The whole reason this 9.5 non lock came around was because it's the only converter I could find anywhere that would spool quickly while at the same time put the max amount of power to the ground. I've used everything on the market today and once I got into the 10's I felt the converter options were severely lacking. Get it tight enough to couple, it won't spool. Get it to spool, it won't couple. This 9.5 was the only thing I could find that can do both once the car reaches a certain hp level.
 
good info. I had a a/c lock up on my stock engine 3200 stall was a blast to drive on the street with the TE60 would 60ft 1.55 ... changed to a 6768 turbo an a lock up pts 3400 and it wouldnt spin the tires good to heat them up.
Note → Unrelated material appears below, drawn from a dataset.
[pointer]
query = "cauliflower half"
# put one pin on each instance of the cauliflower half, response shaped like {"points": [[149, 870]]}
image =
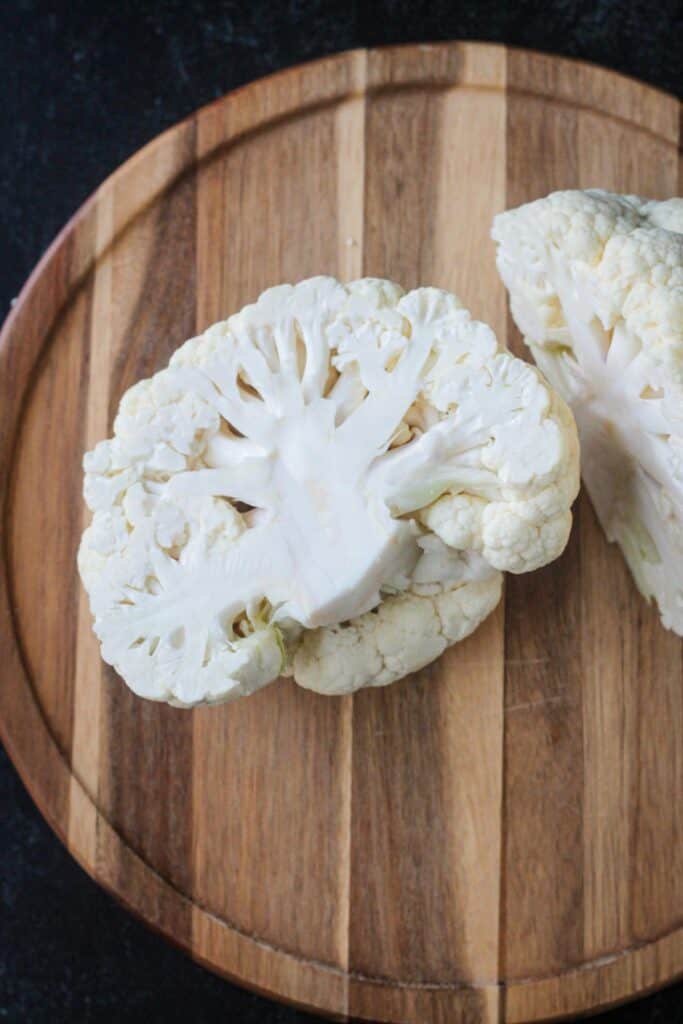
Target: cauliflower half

An zero drop in rpm the whole 1/4
 
10.97 with only a 1.68 60ft its getting major changes now ... that was the old bone stock motor.

coulda shoulda went atleast 10.60 with the right converter.

yeah 6768 dbb billet 4 inch outlet
 
Ok, snowed tonight but got the car out to see where the car spools. Now I dont have a clue on the standard way to do this or any directions. However, cruzing along in 2nd and roll into it the car will start to move the needle from 0 at 3100 rpm. Stop and brake it and same results.. this turbo wants to start building boost at 3100. Roll along and stab it , 3100 it starts making boost, 3500 it has you back in the seat. I have not played with tuning, so alot is in question.
So should I just keep this converter and go with a smaller turbo? Im looking for the seat of the pants, scare the crap out of the passenger ride.......

Dennis
 
Ok, snowed tonight but got the car out to see where the car spools. Now I dont have a clue on the standard way to do this or any directions. However, cruzing along in 2nd and roll into it the car will start to move the needle from 0 at 3100 rpm. Stop and brake it and same results.. this turbo wants to start building boost at 3100. Roll along and stab it , 3100 it starts making boost, 3500 it has you back in the seat. I have not played with tuning, so alot is in question.
So should I just keep this converter and go with a smaller turbo? Im looking for the seat of the pants, scare the crap out of the passenger ride.......

Dennis

Should be able to scare passengers with a quick spooling TA49/TE44.
 
The 44 and 49 are too small for a combo like his. The 70GTQ is a beast at 24 psi. The way it pulls up top will not be duplicated by a unit that small. Even the ramp into boost will feel awkward to him. The car will feel like its restricted. The turbos I would suggest you look at are the Te-45a with a Garrett housing and, the new and expensive Precision 6466dbb. The 6266 and 6262 are little monsters but need to be up around 28-30 psi to be enjoyable to someone use to the big boy units. The smaller units hit harder but dont have the same top end charge. Your converter stalls at like 3100 rpm.
 
I would not recommend anything more than a 6262 based on what youre looking for. It will spool fast and support the mass flow needed to run 133mph and spoolup will be nice. It will complement the cam well too if the flash is in the low 5000's. Im going to have some nice forged milled 62's in a couple weeks and most likely be coupled with a t350 turbine. They will support 700hp easily and spool extremely fast. For guys looking for a little less right now but want more later and want an even faster spoolup they will be available with a .63 garrett ex housing.
 
Sorry Guy, I have been traveling for two weeks and now just getting back to a PC.
Would my current converter spool a 62 turbo?